Published Categorized as IRS Debts
Taxes & Defunct Texas Corporations
Taxes & Defunct Texas Corporations

Our Federal tax laws often look to state law. Differences in state law can expand or limit the IRS’s ability to assess and collect Federal taxes.

In Patrick’s Payroll Services, Inc. v. Commissioner, T.C. Memo. 2020-47, the court considers whether a defunct Michigan corporation can bring suit against the IRS.

This case provides an opportunity to consider what Texas law differs from Michigan law and the implications for businesses in Texas.

Facts & Procedural History

The taxpayer was a Michigan corporation. The corporation functioned as a payroll company for a security guard business. It treated the security guard business’ employees as its own employees and filed the Forms W-2, payroll tax returns, etc. for the employees.

For 2010 and 2011, the taxpayer failed to file its payroll tax returns and failed to remit payroll taxes to the IRS.

The taxpayer corporation was dissolved with the state in 2013.

The IRS audited the corporation in 2015. In 2017, the IRS assessed nearly $1 million in employment taxes and penalties thereon.

The taxpayer filed a collection due process hearing request for the unpaid taxes. In 2018, the IRS Office of Appeals held the hearing. The taxpayer allegedly failed to provide records to the Appeals Office, which resulted in the case being closed. Litigation ensued in the U.S. Tax Court.

Standing to Bring Suit

The U.S. Tax Court’s opinion starts with the jurisdictional question. The question is whether the taxpayer, a defunct corporation, has standing to sue the IRS in U.S. Tax Court.
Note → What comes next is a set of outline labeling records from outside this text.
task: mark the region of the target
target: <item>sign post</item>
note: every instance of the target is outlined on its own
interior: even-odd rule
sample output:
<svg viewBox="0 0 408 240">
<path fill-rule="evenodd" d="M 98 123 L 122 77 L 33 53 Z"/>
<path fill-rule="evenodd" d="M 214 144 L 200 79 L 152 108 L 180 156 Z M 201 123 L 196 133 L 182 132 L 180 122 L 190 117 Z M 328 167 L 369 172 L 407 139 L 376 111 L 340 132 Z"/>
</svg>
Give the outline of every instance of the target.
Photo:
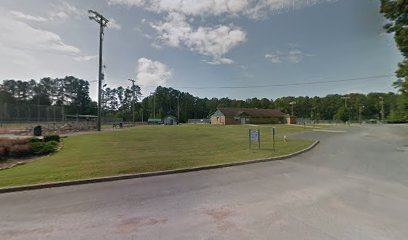
<svg viewBox="0 0 408 240">
<path fill-rule="evenodd" d="M 249 129 L 249 148 L 252 148 L 252 142 L 258 142 L 258 149 L 261 149 L 261 130 Z"/>
</svg>

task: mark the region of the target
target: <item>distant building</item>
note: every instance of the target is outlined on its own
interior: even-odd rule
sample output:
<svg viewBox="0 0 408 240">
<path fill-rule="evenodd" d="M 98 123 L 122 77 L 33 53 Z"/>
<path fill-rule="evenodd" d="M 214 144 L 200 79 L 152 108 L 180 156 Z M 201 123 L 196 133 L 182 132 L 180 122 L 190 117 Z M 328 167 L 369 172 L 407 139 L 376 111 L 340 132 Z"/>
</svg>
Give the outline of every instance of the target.
<svg viewBox="0 0 408 240">
<path fill-rule="evenodd" d="M 163 124 L 161 118 L 149 118 L 147 119 L 147 124 Z"/>
<path fill-rule="evenodd" d="M 211 124 L 276 124 L 286 122 L 285 114 L 277 109 L 218 108 L 211 115 Z"/>
<path fill-rule="evenodd" d="M 167 116 L 163 120 L 164 125 L 177 125 L 177 118 L 174 116 Z"/>
<path fill-rule="evenodd" d="M 189 124 L 210 124 L 210 119 L 188 119 L 187 123 Z"/>
</svg>

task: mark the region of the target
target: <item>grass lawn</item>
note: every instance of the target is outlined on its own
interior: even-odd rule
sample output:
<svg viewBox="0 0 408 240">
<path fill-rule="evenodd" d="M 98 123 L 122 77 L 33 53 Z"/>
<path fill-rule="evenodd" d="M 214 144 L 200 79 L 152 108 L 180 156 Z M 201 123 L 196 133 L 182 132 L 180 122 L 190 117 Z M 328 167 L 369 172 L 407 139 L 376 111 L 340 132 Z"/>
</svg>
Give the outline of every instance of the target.
<svg viewBox="0 0 408 240">
<path fill-rule="evenodd" d="M 0 171 L 0 187 L 240 162 L 292 153 L 313 142 L 289 138 L 284 143 L 283 135 L 305 129 L 276 125 L 274 152 L 272 126 L 252 127 L 261 129 L 261 149 L 250 150 L 249 127 L 140 126 L 70 136 L 58 153 Z"/>
</svg>

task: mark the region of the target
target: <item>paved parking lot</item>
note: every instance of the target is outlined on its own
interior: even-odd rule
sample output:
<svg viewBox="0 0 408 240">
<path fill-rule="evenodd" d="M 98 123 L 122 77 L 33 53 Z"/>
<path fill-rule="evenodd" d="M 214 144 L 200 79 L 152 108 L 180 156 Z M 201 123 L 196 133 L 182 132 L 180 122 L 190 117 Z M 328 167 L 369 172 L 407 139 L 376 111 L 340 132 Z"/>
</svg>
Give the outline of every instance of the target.
<svg viewBox="0 0 408 240">
<path fill-rule="evenodd" d="M 408 239 L 408 126 L 275 162 L 0 194 L 1 239 Z"/>
</svg>

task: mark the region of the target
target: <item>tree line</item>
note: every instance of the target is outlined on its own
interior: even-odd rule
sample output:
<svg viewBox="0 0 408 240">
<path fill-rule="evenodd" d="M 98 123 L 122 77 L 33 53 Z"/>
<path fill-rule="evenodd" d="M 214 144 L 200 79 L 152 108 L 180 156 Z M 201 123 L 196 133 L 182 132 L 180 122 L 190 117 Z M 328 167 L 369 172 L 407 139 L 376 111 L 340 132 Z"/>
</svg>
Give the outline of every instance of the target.
<svg viewBox="0 0 408 240">
<path fill-rule="evenodd" d="M 146 121 L 172 115 L 180 122 L 208 118 L 219 107 L 275 108 L 286 114 L 310 120 L 401 121 L 398 113 L 400 95 L 389 93 L 331 94 L 325 97 L 281 97 L 276 99 L 199 98 L 173 88 L 157 87 L 153 94 L 141 98 L 138 85 L 111 88 L 102 92 L 102 115 L 124 121 Z M 42 78 L 39 81 L 4 80 L 0 84 L 0 102 L 65 106 L 66 114 L 96 115 L 97 103 L 89 96 L 89 82 L 73 76 Z M 133 115 L 134 113 L 134 115 Z M 383 114 L 382 114 L 383 113 Z"/>
</svg>

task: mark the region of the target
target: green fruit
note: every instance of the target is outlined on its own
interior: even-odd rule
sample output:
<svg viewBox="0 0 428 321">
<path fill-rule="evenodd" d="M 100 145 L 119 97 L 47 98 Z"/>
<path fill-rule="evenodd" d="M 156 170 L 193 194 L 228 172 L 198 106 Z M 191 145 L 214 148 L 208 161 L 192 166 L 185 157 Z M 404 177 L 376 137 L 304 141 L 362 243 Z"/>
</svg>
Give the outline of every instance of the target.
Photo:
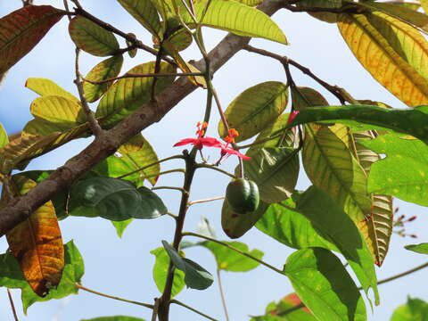
<svg viewBox="0 0 428 321">
<path fill-rule="evenodd" d="M 226 189 L 226 199 L 232 210 L 238 214 L 254 211 L 260 200 L 259 187 L 251 180 L 234 179 Z"/>
</svg>

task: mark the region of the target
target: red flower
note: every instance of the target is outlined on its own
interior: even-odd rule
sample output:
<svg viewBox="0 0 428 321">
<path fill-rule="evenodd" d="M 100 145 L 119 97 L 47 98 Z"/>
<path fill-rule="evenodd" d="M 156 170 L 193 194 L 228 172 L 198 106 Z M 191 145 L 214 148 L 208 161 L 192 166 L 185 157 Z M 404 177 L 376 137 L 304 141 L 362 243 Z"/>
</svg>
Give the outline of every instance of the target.
<svg viewBox="0 0 428 321">
<path fill-rule="evenodd" d="M 243 159 L 243 160 L 251 160 L 251 158 L 247 156 L 247 155 L 244 155 L 241 152 L 239 152 L 238 151 L 236 150 L 234 150 L 233 148 L 230 148 L 230 147 L 227 147 L 227 144 L 222 144 L 221 146 L 221 157 L 223 156 L 229 156 L 229 155 L 236 155 L 238 156 L 239 158 Z"/>
</svg>

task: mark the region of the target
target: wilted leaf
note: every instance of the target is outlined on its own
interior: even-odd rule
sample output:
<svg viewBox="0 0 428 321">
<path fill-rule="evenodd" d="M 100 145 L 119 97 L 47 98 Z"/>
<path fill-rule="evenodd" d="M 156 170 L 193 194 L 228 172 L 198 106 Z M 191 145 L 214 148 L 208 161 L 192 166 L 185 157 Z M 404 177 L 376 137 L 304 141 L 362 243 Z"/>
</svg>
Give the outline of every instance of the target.
<svg viewBox="0 0 428 321">
<path fill-rule="evenodd" d="M 11 189 L 22 195 L 36 185 L 27 177 L 14 176 Z M 52 202 L 7 232 L 6 238 L 25 279 L 37 295 L 44 297 L 58 285 L 64 268 L 64 249 Z"/>
<path fill-rule="evenodd" d="M 428 254 L 428 243 L 420 244 L 409 244 L 405 246 L 406 250 L 413 251 L 417 253 Z"/>
<path fill-rule="evenodd" d="M 104 57 L 119 50 L 118 40 L 111 32 L 82 16 L 70 21 L 69 33 L 78 48 L 91 54 Z"/>
<path fill-rule="evenodd" d="M 185 272 L 185 283 L 188 287 L 196 290 L 205 290 L 212 284 L 214 279 L 210 272 L 196 262 L 182 258 L 166 241 L 162 241 L 162 244 L 174 266 Z"/>
<path fill-rule="evenodd" d="M 235 249 L 248 253 L 259 259 L 263 258 L 263 252 L 259 250 L 254 249 L 249 251 L 248 245 L 241 242 L 223 242 L 233 246 Z M 217 268 L 219 270 L 231 272 L 246 272 L 259 267 L 260 263 L 243 256 L 226 246 L 218 244 L 215 242 L 205 241 L 201 242 L 198 245 L 202 245 L 210 250 L 217 261 Z"/>
<path fill-rule="evenodd" d="M 291 196 L 299 177 L 299 156 L 294 149 L 250 149 L 246 155 L 251 159 L 243 163 L 244 173 L 259 186 L 261 201 L 274 203 Z"/>
<path fill-rule="evenodd" d="M 103 81 L 115 78 L 120 72 L 122 63 L 123 56 L 121 54 L 108 58 L 94 67 L 85 78 L 92 81 Z M 101 85 L 93 85 L 90 82 L 85 81 L 83 89 L 87 102 L 94 103 L 97 101 L 111 85 L 113 85 L 112 81 Z"/>
<path fill-rule="evenodd" d="M 155 62 L 151 62 L 134 67 L 128 73 L 153 73 Z M 160 63 L 160 73 L 172 73 L 175 69 L 167 62 Z M 155 93 L 159 94 L 174 81 L 174 77 L 160 77 L 156 82 Z M 98 104 L 95 116 L 106 117 L 103 126 L 111 126 L 134 112 L 151 99 L 153 78 L 130 78 L 119 79 L 110 87 Z"/>
<path fill-rule="evenodd" d="M 239 132 L 235 141 L 242 142 L 265 129 L 284 111 L 287 100 L 287 86 L 277 81 L 264 82 L 241 93 L 225 112 L 229 127 Z M 218 134 L 221 137 L 228 135 L 221 121 Z"/>
<path fill-rule="evenodd" d="M 28 5 L 0 19 L 0 74 L 26 55 L 65 12 L 50 5 Z"/>
<path fill-rule="evenodd" d="M 317 319 L 366 320 L 358 289 L 340 259 L 329 251 L 300 250 L 288 257 L 284 272 Z"/>
<path fill-rule="evenodd" d="M 169 267 L 169 256 L 163 247 L 150 251 L 156 257 L 153 265 L 153 280 L 160 292 L 163 292 L 167 282 L 168 268 Z M 185 288 L 185 272 L 176 268 L 174 270 L 174 281 L 171 289 L 171 297 L 175 297 Z"/>
<path fill-rule="evenodd" d="M 160 21 L 152 1 L 118 0 L 118 2 L 153 36 L 161 37 Z"/>
<path fill-rule="evenodd" d="M 69 210 L 74 216 L 100 216 L 116 221 L 155 218 L 168 211 L 160 198 L 147 187 L 136 189 L 128 181 L 111 177 L 92 177 L 75 183 L 70 193 Z"/>
<path fill-rule="evenodd" d="M 78 103 L 78 99 L 67 90 L 56 85 L 51 79 L 29 78 L 25 82 L 25 86 L 41 96 L 56 95 L 67 98 Z"/>
<path fill-rule="evenodd" d="M 285 35 L 268 16 L 256 8 L 235 1 L 201 0 L 194 4 L 196 17 L 202 17 L 207 3 L 210 4 L 200 25 L 229 31 L 239 36 L 257 37 L 287 45 Z M 190 14 L 183 14 L 185 23 L 193 22 Z"/>
<path fill-rule="evenodd" d="M 428 43 L 416 29 L 380 12 L 338 17 L 350 50 L 379 83 L 408 106 L 428 103 Z"/>
</svg>

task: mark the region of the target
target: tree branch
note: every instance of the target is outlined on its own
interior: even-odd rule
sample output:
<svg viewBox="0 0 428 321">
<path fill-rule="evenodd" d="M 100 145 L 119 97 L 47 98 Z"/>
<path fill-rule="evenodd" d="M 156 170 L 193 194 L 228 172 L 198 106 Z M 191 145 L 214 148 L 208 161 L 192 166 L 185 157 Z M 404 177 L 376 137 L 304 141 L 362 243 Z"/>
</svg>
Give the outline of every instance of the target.
<svg viewBox="0 0 428 321">
<path fill-rule="evenodd" d="M 281 1 L 267 0 L 259 9 L 272 15 L 281 8 Z M 126 34 L 125 34 L 126 35 Z M 228 34 L 209 53 L 212 72 L 221 68 L 243 46 L 250 37 Z M 204 60 L 195 63 L 203 71 Z M 115 128 L 103 132 L 82 152 L 70 159 L 48 178 L 38 184 L 25 195 L 12 199 L 0 210 L 0 236 L 29 218 L 32 211 L 43 205 L 59 191 L 68 188 L 76 179 L 111 155 L 129 138 L 140 133 L 154 122 L 160 121 L 167 112 L 183 98 L 191 94 L 196 86 L 186 77 L 181 77 L 169 87 L 156 96 L 157 106 L 148 103 L 141 106 Z"/>
</svg>

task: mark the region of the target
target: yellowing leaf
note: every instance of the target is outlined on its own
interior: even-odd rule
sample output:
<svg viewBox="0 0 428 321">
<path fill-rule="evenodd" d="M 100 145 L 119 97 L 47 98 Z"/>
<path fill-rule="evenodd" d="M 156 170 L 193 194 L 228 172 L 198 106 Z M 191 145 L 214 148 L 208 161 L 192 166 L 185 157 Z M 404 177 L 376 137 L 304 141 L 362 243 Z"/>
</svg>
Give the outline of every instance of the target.
<svg viewBox="0 0 428 321">
<path fill-rule="evenodd" d="M 408 106 L 428 103 L 428 43 L 413 27 L 383 12 L 340 14 L 338 26 L 357 59 Z"/>
<path fill-rule="evenodd" d="M 120 72 L 122 63 L 123 56 L 121 54 L 108 58 L 94 67 L 85 78 L 92 81 L 103 81 L 115 78 Z M 97 101 L 111 85 L 113 85 L 113 81 L 101 85 L 94 85 L 85 81 L 83 83 L 83 90 L 85 91 L 86 101 L 89 103 Z"/>
<path fill-rule="evenodd" d="M 119 43 L 113 34 L 82 16 L 71 20 L 69 33 L 76 45 L 96 56 L 116 54 Z"/>
<path fill-rule="evenodd" d="M 42 96 L 57 95 L 74 102 L 78 102 L 78 99 L 73 95 L 70 94 L 67 90 L 62 88 L 50 79 L 29 78 L 25 82 L 25 86 Z"/>
<path fill-rule="evenodd" d="M 210 4 L 210 6 L 206 14 L 202 21 L 198 21 L 201 25 L 287 45 L 283 31 L 269 16 L 259 10 L 235 1 L 199 0 L 194 3 L 197 18 L 201 19 L 207 4 Z M 186 23 L 193 22 L 187 12 L 183 15 L 183 19 Z"/>
<path fill-rule="evenodd" d="M 21 176 L 12 180 L 20 194 L 36 186 L 34 181 Z M 64 268 L 62 238 L 52 202 L 36 210 L 6 237 L 25 279 L 37 295 L 45 296 L 60 283 Z"/>
<path fill-rule="evenodd" d="M 0 19 L 0 75 L 38 44 L 64 15 L 50 5 L 28 5 Z"/>
</svg>

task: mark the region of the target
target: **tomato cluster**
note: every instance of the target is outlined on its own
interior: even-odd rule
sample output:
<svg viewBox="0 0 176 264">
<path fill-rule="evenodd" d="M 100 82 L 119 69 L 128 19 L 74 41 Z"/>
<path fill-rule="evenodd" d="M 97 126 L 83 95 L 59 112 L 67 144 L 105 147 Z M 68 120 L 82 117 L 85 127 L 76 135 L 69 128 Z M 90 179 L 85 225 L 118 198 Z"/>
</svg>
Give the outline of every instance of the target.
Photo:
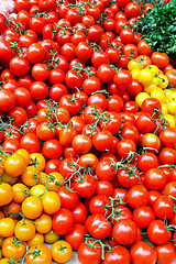
<svg viewBox="0 0 176 264">
<path fill-rule="evenodd" d="M 153 8 L 15 0 L 16 18 L 0 14 L 0 264 L 175 260 L 175 62 L 135 31 Z"/>
</svg>

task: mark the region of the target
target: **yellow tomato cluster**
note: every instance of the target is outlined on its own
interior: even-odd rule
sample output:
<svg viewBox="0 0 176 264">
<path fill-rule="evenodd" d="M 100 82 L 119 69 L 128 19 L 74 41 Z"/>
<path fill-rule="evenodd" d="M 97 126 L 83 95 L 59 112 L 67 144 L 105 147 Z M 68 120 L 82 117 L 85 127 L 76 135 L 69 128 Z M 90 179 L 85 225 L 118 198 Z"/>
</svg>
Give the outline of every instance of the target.
<svg viewBox="0 0 176 264">
<path fill-rule="evenodd" d="M 18 264 L 24 258 L 26 264 L 33 263 L 34 253 L 26 252 L 36 250 L 45 255 L 45 263 L 52 258 L 67 262 L 72 246 L 59 240 L 52 223 L 52 216 L 61 208 L 56 190 L 64 185 L 64 177 L 57 172 L 45 174 L 44 156 L 24 148 L 1 155 L 0 168 L 0 264 L 9 261 Z M 18 220 L 19 217 L 22 219 Z M 44 242 L 52 244 L 52 249 Z"/>
<path fill-rule="evenodd" d="M 168 121 L 172 128 L 176 128 L 176 91 L 168 87 L 168 78 L 155 65 L 143 68 L 135 59 L 128 65 L 133 79 L 138 79 L 144 87 L 144 91 L 135 97 L 139 107 L 146 98 L 156 98 L 162 106 L 163 118 Z"/>
</svg>

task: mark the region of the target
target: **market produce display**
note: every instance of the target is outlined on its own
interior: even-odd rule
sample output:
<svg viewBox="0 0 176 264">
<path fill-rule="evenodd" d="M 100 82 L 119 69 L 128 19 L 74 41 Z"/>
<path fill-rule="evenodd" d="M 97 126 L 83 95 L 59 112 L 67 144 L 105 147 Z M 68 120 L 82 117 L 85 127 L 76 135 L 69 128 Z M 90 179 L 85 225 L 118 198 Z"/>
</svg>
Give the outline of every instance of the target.
<svg viewBox="0 0 176 264">
<path fill-rule="evenodd" d="M 176 3 L 151 2 L 0 10 L 0 264 L 175 261 Z"/>
</svg>

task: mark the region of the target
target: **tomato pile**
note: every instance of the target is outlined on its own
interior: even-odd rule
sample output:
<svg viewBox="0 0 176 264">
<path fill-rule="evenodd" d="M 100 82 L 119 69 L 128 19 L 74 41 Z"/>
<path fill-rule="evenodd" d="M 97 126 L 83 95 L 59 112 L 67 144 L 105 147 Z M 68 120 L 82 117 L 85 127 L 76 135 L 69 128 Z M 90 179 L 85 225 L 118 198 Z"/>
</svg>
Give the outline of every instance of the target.
<svg viewBox="0 0 176 264">
<path fill-rule="evenodd" d="M 135 30 L 153 8 L 0 14 L 0 264 L 174 262 L 175 62 Z"/>
</svg>

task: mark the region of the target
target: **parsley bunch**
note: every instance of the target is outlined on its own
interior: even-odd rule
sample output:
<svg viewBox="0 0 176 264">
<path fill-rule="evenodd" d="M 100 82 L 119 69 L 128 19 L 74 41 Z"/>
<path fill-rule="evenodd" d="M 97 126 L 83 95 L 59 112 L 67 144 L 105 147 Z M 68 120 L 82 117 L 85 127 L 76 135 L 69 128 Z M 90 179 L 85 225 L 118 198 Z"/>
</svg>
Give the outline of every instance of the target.
<svg viewBox="0 0 176 264">
<path fill-rule="evenodd" d="M 135 23 L 153 51 L 176 58 L 176 0 L 164 7 L 156 4 Z"/>
</svg>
This is an important question as a taxpayer who does not have standing cannot bring a lawsuit against the IRS. The court will typically dismiss the case before even getting to the merits of the case.

As noted by the court, the U.S. Tax Court looks to state law to determine whether a defunct entity has standing to bring suit.

In Michigan, the law provides a defunct corporation with a “reasonable period” for winding up its affairs. This allows the corporation to bring a lawsuit in winding up its affairs.

In this case, the U.S. Tax Court concludes that bringing suit in 2018 for taxes due from 2010 and 2011 was within a “reasonable period” of time. The court did not look to the tax years in making this determination. Rather, it looked to the time that the IRS assessed the tax. The IRS assessed the tax in 2017 and the corporation filed suit a year later.

Standing for Defunct Corporations in Texas

While Michigan law provides for a “reasonable period” and does not define what time period that is, what about Texas law? How does Texas law handle this issue?

The answer is in Texas Business Organizations Code § 11.356. It provides that:

the terminated filing entity continues in existence until the third anniversary of the effective date of the entity’s termination only for purposes of:
(1)?prosecuting or defending in the terminated filing entity’s name an action or proceeding brought by or against the terminated entity;

Thus, a taxpayer has three years from the date of the date the business is terminated to bring suit. This includes three years to bring suit against the IRS in the U.S. Tax Court.

If the corporation in this case had been formed in Texas rather than Michigan and it had terminated its business in 2013, it would not have standing to sue the IRS in 2018. It would be out of luck.

The IRS’s Ability to Collect from Businesses in Texas

On first glance, the Texas rule may seem unfair. A taxpayer formed in Michigan is allowed to bring suit to challenge the IRS’s determination after three years, but a taxpayer formed in Texas cannot.

The collection rules reverse this inequity. While the Texas corporation may not be able to bring suit to challenge the IRS’s determination after three years, the owner of the Texas corporation is no longer liable for the corporation’s liabilities after three years. This can cut off some of the IRS’s collection options as many of these options look to state law. While it may be easier for the IRS to assess the tax against a Texas corporation, it may be harder for the IRS to collect the tax.

It should be noted that the IRS has other means for collecting after this period of time, such as imposing trust fund recovery penalties against the corporate owners and officers. The trust fund penalty only applies to the employee withholding portion of the taxes, which is typically less than half of the amount of the employment taxes owed.

Terminating Texas Corporations

Texas corporations that are likely to go out of business and owe the IRS back taxes, particularly unpaid payroll taxes, are usually better off filing their tax returns timely. This starts a three year period for the IRS to assess the taxes (and trust fund penalty) under Federal law.

They should also terminate the corporation with the State of Texas sooner rather than later. This will start the three year period under state law noted above.

If it turns out that the taxpayer needs to bring suit against the IRS, the taxpayer can take steps to reinstate the entity at that point. As this case shows, in many cases, the taxpayer has plenty of time to do so. The IRS generally does not issue the final collection due process hearing notice until several months after the hearing is unsuccessful.